Il fotografo di guerra e giocatore d’azzardo Maali Almeida si ritrova nel mezzo, un luogo dove si ritrovano i morti prima di accedere alla Luce o imboccare uno dei tanti destini possibili. Ha sette lune per scoprire chi l’ha ucciso, provare a salvare dalla sua stessa sorte l’uomo che ama – DD – e la donna che viveva con loro due – Jaki – fingendosi la sua fidanzata, e per scoperchiare le nefandezze della politica dello Sri Lanka. Molto probabilmente Almeida è stato ucciso per aver scattato foto che non doveva scattare. Ma chi può essere stato? Le milizie governative non ufficiali, il pericoloso Ministro della Giustizia, le Tigri Tamil, i comunisti dello JVP, le spie americane, i mercanti d’armi israeliani? Muovendosi insieme a spiriti e demoni per le strade della città di Colombo, Almeida cerca di ricostruire le sue ultime ore e di far finire la scatola che contiene le sue fotografie più scottanti nelle mani giuste. In una sarabanda di incontri e colpi di scena reali e sovrannaturali, Almeida deve anche fare i conti con la sua coscienza, con le scelte fatte e quelle ancora da fare, perché “L’Aldilà, il Mezzo è arbitrario come Laggiù. E così inventiamo storie perché abbiamo paura del buio”.  
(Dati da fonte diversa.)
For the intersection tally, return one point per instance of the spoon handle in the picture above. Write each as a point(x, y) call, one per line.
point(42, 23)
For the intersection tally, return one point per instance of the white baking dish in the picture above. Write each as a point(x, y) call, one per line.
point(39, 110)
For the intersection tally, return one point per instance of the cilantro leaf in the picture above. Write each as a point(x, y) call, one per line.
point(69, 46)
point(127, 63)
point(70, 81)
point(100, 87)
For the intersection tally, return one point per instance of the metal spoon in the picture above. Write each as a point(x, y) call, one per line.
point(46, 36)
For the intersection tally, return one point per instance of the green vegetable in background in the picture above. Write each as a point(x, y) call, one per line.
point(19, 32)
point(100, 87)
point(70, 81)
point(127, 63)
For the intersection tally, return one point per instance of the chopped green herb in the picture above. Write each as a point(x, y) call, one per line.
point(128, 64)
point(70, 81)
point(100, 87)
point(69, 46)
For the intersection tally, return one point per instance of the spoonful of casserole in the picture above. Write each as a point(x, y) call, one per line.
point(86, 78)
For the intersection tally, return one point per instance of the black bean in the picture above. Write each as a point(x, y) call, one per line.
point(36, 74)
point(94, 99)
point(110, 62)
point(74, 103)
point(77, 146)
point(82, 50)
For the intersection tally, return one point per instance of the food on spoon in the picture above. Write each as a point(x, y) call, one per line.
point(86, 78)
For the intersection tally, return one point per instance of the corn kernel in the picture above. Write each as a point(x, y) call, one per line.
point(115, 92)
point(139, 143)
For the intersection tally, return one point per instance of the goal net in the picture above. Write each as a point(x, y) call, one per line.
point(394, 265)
Tre buoni motivi per leggerlo

É davvero difficile scegliere sono tre buoni motivi per leggere “Le sette lune di Maali Almeida”, ma ci si può provare.
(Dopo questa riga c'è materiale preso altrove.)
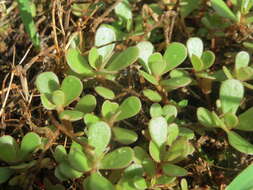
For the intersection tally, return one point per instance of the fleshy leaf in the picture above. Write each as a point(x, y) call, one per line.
point(105, 35)
point(205, 117)
point(5, 174)
point(222, 9)
point(77, 158)
point(97, 182)
point(156, 64)
point(149, 78)
point(105, 92)
point(47, 82)
point(124, 157)
point(86, 104)
point(239, 143)
point(30, 142)
point(158, 129)
point(231, 95)
point(155, 110)
point(195, 46)
point(241, 60)
point(109, 108)
point(78, 63)
point(72, 88)
point(174, 170)
point(243, 181)
point(99, 136)
point(152, 95)
point(58, 98)
point(129, 108)
point(9, 149)
point(124, 136)
point(245, 120)
point(60, 154)
point(123, 59)
point(174, 55)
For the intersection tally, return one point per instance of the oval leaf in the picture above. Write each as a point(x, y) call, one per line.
point(158, 129)
point(129, 108)
point(231, 95)
point(72, 88)
point(99, 136)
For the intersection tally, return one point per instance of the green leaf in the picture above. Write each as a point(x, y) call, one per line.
point(105, 92)
point(174, 55)
point(245, 120)
point(123, 155)
point(78, 63)
point(97, 182)
point(145, 50)
point(195, 47)
point(208, 58)
point(230, 120)
point(241, 60)
point(9, 149)
point(222, 9)
point(26, 13)
point(105, 35)
point(86, 104)
point(169, 112)
point(109, 109)
point(68, 172)
point(239, 143)
point(60, 154)
point(149, 78)
point(231, 95)
point(158, 129)
point(244, 73)
point(152, 95)
point(129, 108)
point(243, 181)
point(5, 174)
point(124, 12)
point(99, 136)
point(30, 142)
point(71, 115)
point(124, 136)
point(173, 132)
point(155, 110)
point(197, 63)
point(95, 60)
point(174, 83)
point(47, 82)
point(139, 183)
point(58, 98)
point(174, 170)
point(72, 88)
point(156, 64)
point(205, 117)
point(46, 102)
point(77, 158)
point(123, 59)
1Per questo romanzo sono stati scomodati i paragoni più ingombranti, da Raymond Chandler a Gogol’ a Gabriel Garcia Marquez. Il fatto è che Karunatilaka è una voce originalissima, che riesce a rendere ironica e spesso divertente la rappresentazione di una tragedia dolorosissima. Nelle sue 7 lune nell’aldilà il protagonista avrà la conferma di quello che ha fotografato per tutta la sua vita: l’uomo è la più feroce delle creature. Ma anche l’unica che può creare e fare del bene. In questo grande affresco sospeso tra il romanzo storico/civile e il romanzo fantastico, quella che emerge è la grande e sfolgorante varietà della vita. E delle storie.
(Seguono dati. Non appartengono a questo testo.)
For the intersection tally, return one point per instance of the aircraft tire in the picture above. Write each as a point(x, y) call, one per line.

2Maali Almeida è un cinico, un biscazziere, un amante molto poco fedele. Ha un passato intriso di dolore e la sua omosessualità lo rende ancora più marginale, più clandestino. Si muove tra le fazioni della guerra civile come in una spy story, ma rendendosi sempre più conto, pagina dopo pagina, dei valori che in fondo lo hanno sempre sorretto e che, forse, potranno salvare lui e i suoi affetti più cari. É un fotografo che cerca la giustizia nei negativi delle stragi e delle torture. Un personaggio indimenticabile, con cui vorremmo parlare se finissimo anche noi nel mezzo. Come è molto probabile.

3Colombo, capitale dello Sri Lanka, è la “bolla” in cui tutto si svolge. Una metropoli della nostra nuova modernità in cui tutto è labile, in decomposizione e allo stesso tempo bellissimo, come lo sono sempre le città per i suoi abitanti. Come nei libri di un altro grande scrittore asiatico – Mohsin Hamid – il fulcro del romanzo di Shehan Karunatilaka è l’amore, per la vita e per chi decidiamo di amare. Dal folle luna park della sua scrittura ne usciamo con le vertigini ma pieni di speranza e di voglia di fare un altro giro.